From the Musicology-AMS network:
|Billy Joel in 2009.
Photo Credit: David Shankbone
The first-ever academic conference dedicated to the music and lyrics of Billy Joel takes place this fall at Colorado College. But this is not simply a gathering for scholars and/or enthusiasts. Rather, the conference has been conceived as a “public musicology” event—graciously co-sponsored by the American Musicological Society—from its initial planning stages. It is an opportunity to put on display our collective ability to talk about music familiar to non-academic audiences in ways that are accessible, insightful, engaging, and entertaining.
With one month remaining to our April 8th Call For Papers deadline, I wanted to take this opportunity—on behalf of my co-organizer Joshua S. Duchan (Wayne State University) and the members of our esteemed program committee, Eric Hung (Rider University), Katherine Meizel (Bowling Green State University), and Albin Zak (University of Albany)—to address a few common questions about the conference. With any luck, what follows will encourage participation from those that might otherwise hesitate to submit a proposal.
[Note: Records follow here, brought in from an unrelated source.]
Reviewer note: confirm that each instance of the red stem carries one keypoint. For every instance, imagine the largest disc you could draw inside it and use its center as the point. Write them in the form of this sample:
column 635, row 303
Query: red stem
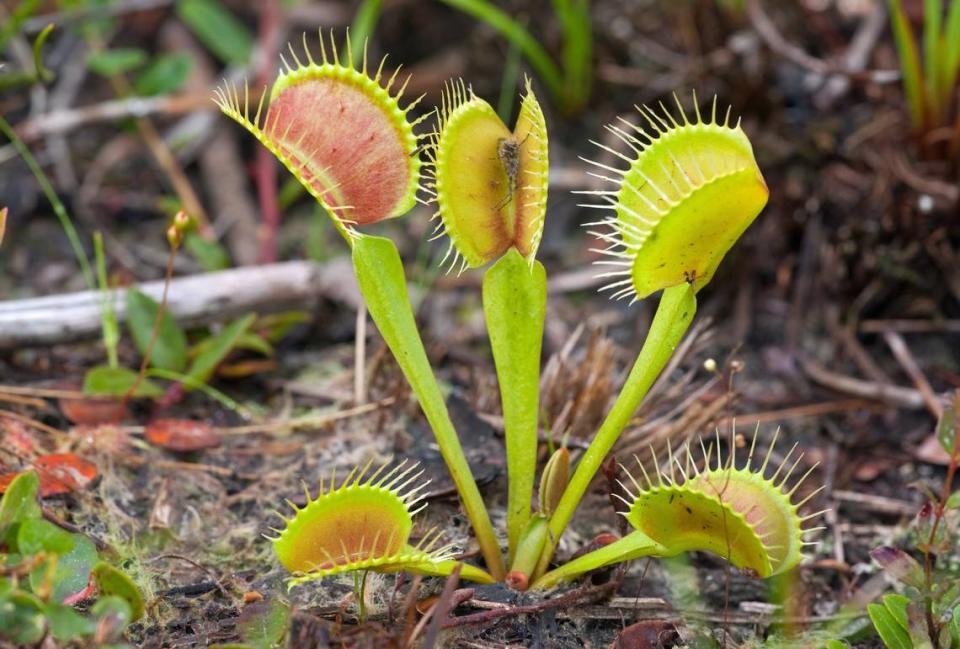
column 933, row 629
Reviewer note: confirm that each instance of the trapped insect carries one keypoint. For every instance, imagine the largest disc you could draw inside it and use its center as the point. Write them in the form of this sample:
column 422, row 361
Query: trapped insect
column 508, row 152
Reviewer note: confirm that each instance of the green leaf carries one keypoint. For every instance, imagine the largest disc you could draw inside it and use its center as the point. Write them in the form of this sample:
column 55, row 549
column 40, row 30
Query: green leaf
column 379, row 271
column 20, row 502
column 21, row 618
column 165, row 74
column 514, row 304
column 72, row 573
column 897, row 606
column 116, row 61
column 38, row 535
column 947, row 430
column 113, row 582
column 255, row 343
column 218, row 29
column 893, row 634
column 170, row 349
column 66, row 624
column 951, row 51
column 263, row 624
column 116, row 382
column 218, row 347
column 209, row 254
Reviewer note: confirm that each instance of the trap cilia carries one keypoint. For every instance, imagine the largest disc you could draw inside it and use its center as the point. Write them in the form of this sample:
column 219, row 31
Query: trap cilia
column 681, row 190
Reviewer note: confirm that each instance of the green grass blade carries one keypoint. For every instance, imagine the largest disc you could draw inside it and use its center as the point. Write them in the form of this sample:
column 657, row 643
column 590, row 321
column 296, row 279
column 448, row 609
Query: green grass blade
column 909, row 63
column 932, row 60
column 55, row 202
column 951, row 48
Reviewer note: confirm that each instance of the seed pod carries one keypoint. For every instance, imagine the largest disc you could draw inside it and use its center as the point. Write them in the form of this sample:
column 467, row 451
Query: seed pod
column 554, row 480
column 690, row 191
column 339, row 132
column 364, row 524
column 490, row 185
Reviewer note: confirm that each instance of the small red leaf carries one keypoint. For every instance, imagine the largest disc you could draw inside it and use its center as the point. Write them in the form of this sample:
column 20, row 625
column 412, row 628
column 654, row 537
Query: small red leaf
column 182, row 435
column 60, row 473
column 92, row 411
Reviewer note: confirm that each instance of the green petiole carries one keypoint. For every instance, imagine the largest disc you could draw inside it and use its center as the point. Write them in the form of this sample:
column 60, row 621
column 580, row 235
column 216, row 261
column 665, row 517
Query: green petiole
column 674, row 315
column 514, row 304
column 383, row 285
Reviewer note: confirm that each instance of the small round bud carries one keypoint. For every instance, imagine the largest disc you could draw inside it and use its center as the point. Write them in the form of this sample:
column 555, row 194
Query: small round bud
column 182, row 221
column 174, row 236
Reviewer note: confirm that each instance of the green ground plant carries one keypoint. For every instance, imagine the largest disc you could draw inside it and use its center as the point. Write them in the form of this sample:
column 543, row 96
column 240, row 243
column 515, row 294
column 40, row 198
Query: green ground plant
column 690, row 189
column 926, row 614
column 45, row 571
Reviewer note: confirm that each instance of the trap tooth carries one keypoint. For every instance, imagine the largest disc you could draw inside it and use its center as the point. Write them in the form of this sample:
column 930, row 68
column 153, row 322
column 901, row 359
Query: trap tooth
column 340, row 132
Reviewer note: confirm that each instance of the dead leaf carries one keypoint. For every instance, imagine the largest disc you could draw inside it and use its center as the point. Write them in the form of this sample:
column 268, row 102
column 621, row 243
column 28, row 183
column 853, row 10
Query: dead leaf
column 181, row 435
column 92, row 411
column 649, row 634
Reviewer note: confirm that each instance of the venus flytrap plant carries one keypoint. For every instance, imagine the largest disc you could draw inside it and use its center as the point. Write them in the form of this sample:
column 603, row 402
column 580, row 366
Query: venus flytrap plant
column 490, row 188
column 342, row 133
column 690, row 190
column 365, row 523
column 736, row 512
I respectfully (and playfully) present our Frequently Asked Questions document:
“It’s Still Rock and Roll to Me”: The Music and Lyrics of Billy Joel
A Public Musicology Conference Hosted by Colorado College
October 7-8, 2016
Q: Why Billy Joel?
A: First, why not? Joel’s dynamic career spans nearly five decades and he is the third highest-selling solo musician in the United States. A majority of his more than thirty studio, live, or compilation albums have been certified multi-platinum. He currently plays a once-a-month, sold-out gig at Maddison Square Garden. Despite such popularity, however, Joel’s music and live performance has been accompanied by a somewhat uneasy relationship with critics, while scholarship on his extensive output remains scant—a gap that needs to be filled.
Second, given our desire to stage a “public musicology” conference, Joel’s music provides an ideal vehicle to explore the musicological issues and topics that matter to us most in front of a non-academic audience. The popularity of his music will draw attendees who might not otherwise feel inclined to attend a musicologically oriented conference. Additionally, those in attendance will likely be well-versed in the music being discussed. This familiarity provides a common point of departure that might not exist for more obscure musical subjects (not that us musicologists would ever deal in obscurity).
Q: I’m not a popular music scholar. Can I still submit a paper?
A: Of course. One of the goals of the conference is to allow people who would not normally have an opportunity/excuse to work in such directions to do so. However, presenters should not feel bound to the methodologies and approaches utilized by popular music studies. Scholars from a wide variety of fields are encouraged to submit a proposal, including musicology, ethnomusicology, music theory, history, comparative literature, sociology, and other related fields. Non-scholars may also submit proposals and will be considered alongside those from academics.